“Uno vuelve siempre a los viejos sitios donde amó la vida,
y entonces comprende como están de ausentes las cosas queridas.”
Canción de las simples cosas, Armando Tejada Gómez - César Isella
Una tarde de domingo, pasando frente al Parque Simón Bolívar de Bogotá, las cometas multicolores llenaban el cielo. Abajo, niños multicolores tapizaban el frío pasto de la sabana. Con sus familias, todos sonriendo, jalando, corriendo, tratando de alcanzar la esquiva corriente del viento. Padres, madres, hermanos —o tíos, abuelos, primos, vaya uno a saber— con un solo objetivo: que su cometa vuele lo más alto posible. Entremezclados, cual ingredientes gourmet para un sándwich, entre un arriba de sueños volando y un abajo de redes afianzando lazos reales de amor, cooperación y gozo. Gozo puro de las cosas simples. Tarde de domingo que reivindica el esfuerzo y la diversión compartidos en la etérea ilusión de atrapar un instante feliz.

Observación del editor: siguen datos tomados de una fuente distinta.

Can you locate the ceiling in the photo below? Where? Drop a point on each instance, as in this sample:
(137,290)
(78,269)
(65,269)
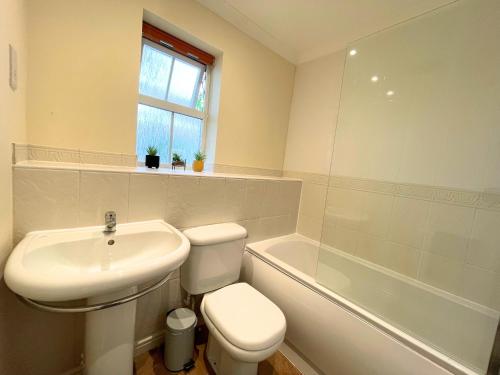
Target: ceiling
(303,30)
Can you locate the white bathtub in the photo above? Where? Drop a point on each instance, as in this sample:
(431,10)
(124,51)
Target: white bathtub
(348,335)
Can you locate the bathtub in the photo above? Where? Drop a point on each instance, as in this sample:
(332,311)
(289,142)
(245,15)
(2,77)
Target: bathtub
(376,321)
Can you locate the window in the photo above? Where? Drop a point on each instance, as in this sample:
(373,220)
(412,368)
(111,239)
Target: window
(172,100)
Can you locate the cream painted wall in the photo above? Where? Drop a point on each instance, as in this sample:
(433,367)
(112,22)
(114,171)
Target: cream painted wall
(83,82)
(12,111)
(311,134)
(313,114)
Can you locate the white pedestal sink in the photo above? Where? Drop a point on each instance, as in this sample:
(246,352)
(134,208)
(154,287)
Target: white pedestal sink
(53,266)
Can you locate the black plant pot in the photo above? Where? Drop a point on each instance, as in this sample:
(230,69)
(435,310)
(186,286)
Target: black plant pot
(152,161)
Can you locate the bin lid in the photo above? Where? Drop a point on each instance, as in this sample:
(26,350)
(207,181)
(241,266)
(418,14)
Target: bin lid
(181,319)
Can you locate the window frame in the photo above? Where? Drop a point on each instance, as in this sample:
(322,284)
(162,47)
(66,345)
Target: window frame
(178,108)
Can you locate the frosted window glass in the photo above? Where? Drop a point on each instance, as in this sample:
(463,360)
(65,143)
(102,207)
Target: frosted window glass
(187,136)
(153,129)
(155,72)
(183,87)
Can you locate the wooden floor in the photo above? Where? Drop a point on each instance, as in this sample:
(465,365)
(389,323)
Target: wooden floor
(151,363)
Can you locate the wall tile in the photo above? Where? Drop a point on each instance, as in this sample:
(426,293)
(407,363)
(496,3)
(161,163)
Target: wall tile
(255,191)
(234,199)
(312,203)
(448,230)
(345,207)
(275,200)
(310,227)
(339,237)
(252,226)
(181,196)
(402,259)
(148,197)
(484,246)
(376,213)
(441,272)
(274,226)
(101,192)
(44,199)
(479,285)
(209,203)
(408,221)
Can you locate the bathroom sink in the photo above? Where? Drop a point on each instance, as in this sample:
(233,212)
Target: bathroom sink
(70,264)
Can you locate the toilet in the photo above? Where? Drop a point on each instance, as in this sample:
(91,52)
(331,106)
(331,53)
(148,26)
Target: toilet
(244,326)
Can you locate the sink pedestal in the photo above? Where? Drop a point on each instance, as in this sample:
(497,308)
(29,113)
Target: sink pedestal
(109,337)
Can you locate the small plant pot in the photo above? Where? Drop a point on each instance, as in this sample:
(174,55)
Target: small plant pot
(152,161)
(198,165)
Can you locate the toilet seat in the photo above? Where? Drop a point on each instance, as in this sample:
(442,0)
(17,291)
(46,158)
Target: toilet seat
(246,323)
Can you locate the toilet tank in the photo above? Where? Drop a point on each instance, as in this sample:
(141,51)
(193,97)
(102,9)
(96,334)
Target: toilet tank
(215,257)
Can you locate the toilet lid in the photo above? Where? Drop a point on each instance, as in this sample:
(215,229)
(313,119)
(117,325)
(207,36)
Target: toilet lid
(245,317)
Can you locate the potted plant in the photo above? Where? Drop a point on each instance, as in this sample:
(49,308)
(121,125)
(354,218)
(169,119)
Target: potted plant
(152,158)
(199,161)
(177,161)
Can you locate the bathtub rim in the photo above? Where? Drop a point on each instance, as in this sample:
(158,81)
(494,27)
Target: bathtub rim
(356,311)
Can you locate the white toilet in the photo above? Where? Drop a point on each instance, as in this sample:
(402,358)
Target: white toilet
(244,326)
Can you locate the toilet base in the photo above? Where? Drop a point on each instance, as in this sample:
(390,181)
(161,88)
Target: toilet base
(223,364)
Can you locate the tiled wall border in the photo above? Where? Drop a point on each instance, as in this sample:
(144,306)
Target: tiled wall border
(224,168)
(24,152)
(485,200)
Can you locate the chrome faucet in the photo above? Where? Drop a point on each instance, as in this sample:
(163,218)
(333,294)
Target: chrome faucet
(110,222)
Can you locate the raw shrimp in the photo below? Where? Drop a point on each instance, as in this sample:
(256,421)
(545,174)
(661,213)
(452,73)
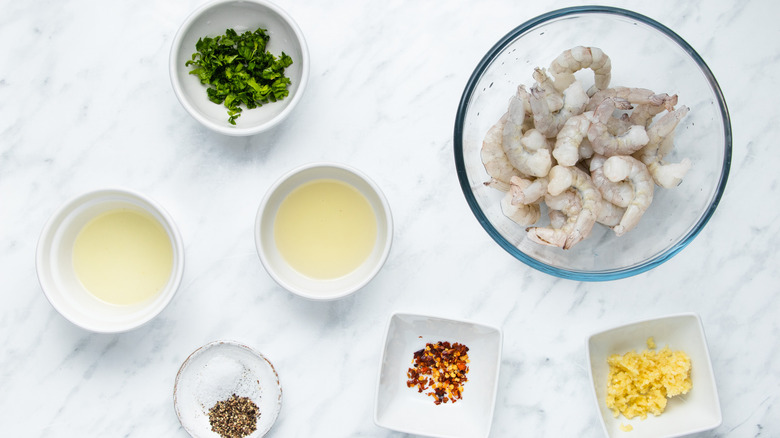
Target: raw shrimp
(644,112)
(610,214)
(607,144)
(567,63)
(636,96)
(579,224)
(618,193)
(620,168)
(522,214)
(494,159)
(530,154)
(549,122)
(585,149)
(527,191)
(570,137)
(619,125)
(661,141)
(528,151)
(553,96)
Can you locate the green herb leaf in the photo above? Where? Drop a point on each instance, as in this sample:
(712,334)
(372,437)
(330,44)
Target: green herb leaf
(238,71)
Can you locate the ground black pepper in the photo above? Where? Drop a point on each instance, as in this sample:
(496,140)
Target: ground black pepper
(235,417)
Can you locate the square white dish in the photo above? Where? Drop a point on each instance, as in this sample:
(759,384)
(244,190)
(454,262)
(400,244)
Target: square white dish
(404,409)
(696,411)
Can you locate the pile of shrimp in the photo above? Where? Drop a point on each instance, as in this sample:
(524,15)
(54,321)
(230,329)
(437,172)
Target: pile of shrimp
(591,156)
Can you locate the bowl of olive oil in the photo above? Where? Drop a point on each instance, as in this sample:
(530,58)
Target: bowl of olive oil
(110,260)
(323,230)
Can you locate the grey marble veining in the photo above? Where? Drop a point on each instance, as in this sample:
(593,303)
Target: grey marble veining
(86,102)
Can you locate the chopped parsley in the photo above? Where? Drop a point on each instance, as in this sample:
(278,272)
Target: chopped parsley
(238,70)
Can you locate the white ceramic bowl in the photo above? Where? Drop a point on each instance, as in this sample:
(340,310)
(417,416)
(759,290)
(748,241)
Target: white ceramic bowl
(54,263)
(296,282)
(401,408)
(696,411)
(215,372)
(212,19)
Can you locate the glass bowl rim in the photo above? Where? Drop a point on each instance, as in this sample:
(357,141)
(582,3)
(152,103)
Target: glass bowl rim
(579,275)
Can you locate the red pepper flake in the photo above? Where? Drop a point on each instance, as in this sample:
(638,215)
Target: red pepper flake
(440,369)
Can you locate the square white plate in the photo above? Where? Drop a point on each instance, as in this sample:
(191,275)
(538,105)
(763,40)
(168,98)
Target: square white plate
(697,411)
(401,408)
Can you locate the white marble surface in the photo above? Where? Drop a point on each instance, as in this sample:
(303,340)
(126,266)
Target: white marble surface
(85,103)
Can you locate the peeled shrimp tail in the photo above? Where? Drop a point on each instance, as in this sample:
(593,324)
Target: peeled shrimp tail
(644,112)
(621,168)
(549,122)
(522,214)
(661,141)
(610,214)
(604,142)
(527,191)
(579,224)
(569,139)
(618,193)
(552,95)
(570,61)
(494,159)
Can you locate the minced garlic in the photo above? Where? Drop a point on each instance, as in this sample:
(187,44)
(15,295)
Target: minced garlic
(641,383)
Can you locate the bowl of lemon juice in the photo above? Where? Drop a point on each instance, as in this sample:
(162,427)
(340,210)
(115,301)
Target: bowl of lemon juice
(323,230)
(110,260)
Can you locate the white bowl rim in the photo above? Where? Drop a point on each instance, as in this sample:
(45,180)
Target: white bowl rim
(383,346)
(239,130)
(700,326)
(388,238)
(47,233)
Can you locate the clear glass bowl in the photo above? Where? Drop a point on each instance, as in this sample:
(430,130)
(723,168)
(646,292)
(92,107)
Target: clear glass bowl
(644,53)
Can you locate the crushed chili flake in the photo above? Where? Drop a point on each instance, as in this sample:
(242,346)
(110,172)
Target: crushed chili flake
(440,369)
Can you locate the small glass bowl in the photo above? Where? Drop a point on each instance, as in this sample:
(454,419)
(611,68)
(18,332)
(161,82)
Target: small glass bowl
(644,53)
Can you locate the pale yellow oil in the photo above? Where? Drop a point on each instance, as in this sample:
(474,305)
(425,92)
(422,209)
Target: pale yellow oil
(123,257)
(325,229)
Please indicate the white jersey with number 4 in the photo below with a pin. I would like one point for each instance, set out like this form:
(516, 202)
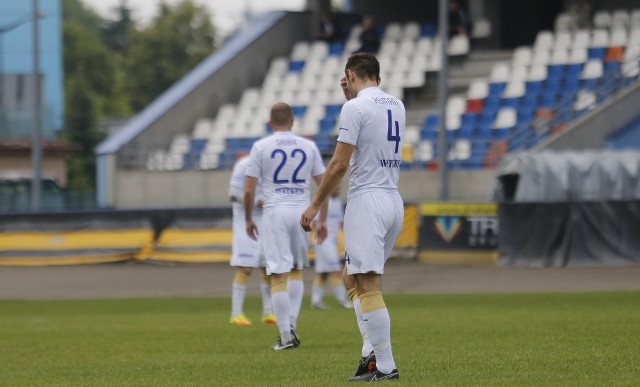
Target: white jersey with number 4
(285, 163)
(374, 123)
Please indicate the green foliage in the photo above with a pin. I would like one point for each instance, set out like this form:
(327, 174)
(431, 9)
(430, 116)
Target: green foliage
(113, 68)
(178, 38)
(579, 339)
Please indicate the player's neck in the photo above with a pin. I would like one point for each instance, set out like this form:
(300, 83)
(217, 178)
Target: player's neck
(365, 85)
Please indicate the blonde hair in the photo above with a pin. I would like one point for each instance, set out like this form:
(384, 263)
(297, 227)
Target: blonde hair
(281, 114)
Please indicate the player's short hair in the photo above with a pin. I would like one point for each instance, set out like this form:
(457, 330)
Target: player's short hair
(281, 114)
(365, 65)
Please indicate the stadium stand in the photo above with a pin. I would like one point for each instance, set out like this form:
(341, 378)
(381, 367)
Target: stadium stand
(308, 79)
(563, 75)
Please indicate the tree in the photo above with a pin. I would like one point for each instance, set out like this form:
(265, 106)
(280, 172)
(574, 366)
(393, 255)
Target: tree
(178, 38)
(94, 89)
(116, 34)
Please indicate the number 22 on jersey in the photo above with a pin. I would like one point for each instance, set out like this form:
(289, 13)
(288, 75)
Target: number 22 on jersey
(277, 179)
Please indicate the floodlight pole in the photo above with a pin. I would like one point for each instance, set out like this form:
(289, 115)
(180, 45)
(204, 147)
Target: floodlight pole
(443, 187)
(36, 133)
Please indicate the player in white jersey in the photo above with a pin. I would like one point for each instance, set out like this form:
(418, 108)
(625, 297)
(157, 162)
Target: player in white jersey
(285, 165)
(328, 263)
(370, 141)
(245, 252)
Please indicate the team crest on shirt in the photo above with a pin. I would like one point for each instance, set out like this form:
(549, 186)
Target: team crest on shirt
(448, 227)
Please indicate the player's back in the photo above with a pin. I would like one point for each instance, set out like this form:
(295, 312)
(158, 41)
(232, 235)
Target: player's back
(285, 163)
(377, 120)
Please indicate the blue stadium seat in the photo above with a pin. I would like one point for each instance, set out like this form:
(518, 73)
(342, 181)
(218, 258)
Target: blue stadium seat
(574, 70)
(525, 116)
(496, 89)
(333, 111)
(336, 48)
(596, 52)
(529, 102)
(534, 87)
(298, 111)
(296, 66)
(324, 141)
(327, 125)
(549, 99)
(510, 102)
(429, 30)
(555, 72)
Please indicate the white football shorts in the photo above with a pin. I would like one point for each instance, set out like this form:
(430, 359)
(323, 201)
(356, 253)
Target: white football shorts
(327, 258)
(245, 252)
(372, 223)
(284, 242)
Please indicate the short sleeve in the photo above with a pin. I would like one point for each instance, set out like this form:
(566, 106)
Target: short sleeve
(253, 167)
(236, 184)
(350, 123)
(318, 165)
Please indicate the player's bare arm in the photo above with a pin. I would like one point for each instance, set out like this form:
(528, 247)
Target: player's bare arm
(335, 171)
(249, 197)
(321, 227)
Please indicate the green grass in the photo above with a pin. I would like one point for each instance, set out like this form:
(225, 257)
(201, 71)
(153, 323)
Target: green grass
(575, 339)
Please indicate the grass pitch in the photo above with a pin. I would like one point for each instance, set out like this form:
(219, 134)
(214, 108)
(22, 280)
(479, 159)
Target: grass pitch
(575, 339)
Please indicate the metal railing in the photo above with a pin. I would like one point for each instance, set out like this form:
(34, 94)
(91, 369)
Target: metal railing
(550, 122)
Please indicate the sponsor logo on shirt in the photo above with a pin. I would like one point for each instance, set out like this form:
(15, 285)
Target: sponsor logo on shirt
(385, 101)
(390, 163)
(287, 142)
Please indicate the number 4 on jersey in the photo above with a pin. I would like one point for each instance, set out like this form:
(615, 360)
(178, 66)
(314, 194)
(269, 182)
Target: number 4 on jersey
(390, 135)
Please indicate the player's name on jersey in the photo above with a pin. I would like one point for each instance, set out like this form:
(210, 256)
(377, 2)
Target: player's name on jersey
(390, 163)
(385, 101)
(287, 142)
(290, 191)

En la calle, comerciantes de ocasión ofrecen cometas prefabricadas, intrincados diseños, casi todas de plástico. Venden, como si fueran simples objetos de cambio, aquello que mis prehistóricas épocas de niñez eran apenas el inicio de la aventura de elevar la cometa. Primero, comprar el papel seda, los palitos de madera balsa, la goma (sí, goma: no existían el colbón ni la ega) la pita. Los hermanos peleábamos por los colores y por la atención del papá. Se hacían en casa, entre todos. Cortar y unir los palitos. Luego pegar el papel —lo más frustrante, pues esa goma y ese papel eran enemigos a muerte—, y, por último y muy importante, hacer y pegarle la cola. De ella pendía la responsabilidad del vuelo estable y seguro. En esa niñez pueblerina, las cometas se elevaban en cualquier parte. Desde el techo de nuestra casa —desde donde se cayó mi hermana una vez por andar persiguiendo el viento—, hasta calles polvorientas, potreros sin cercas, orillas de ríos sin redes eléctricas.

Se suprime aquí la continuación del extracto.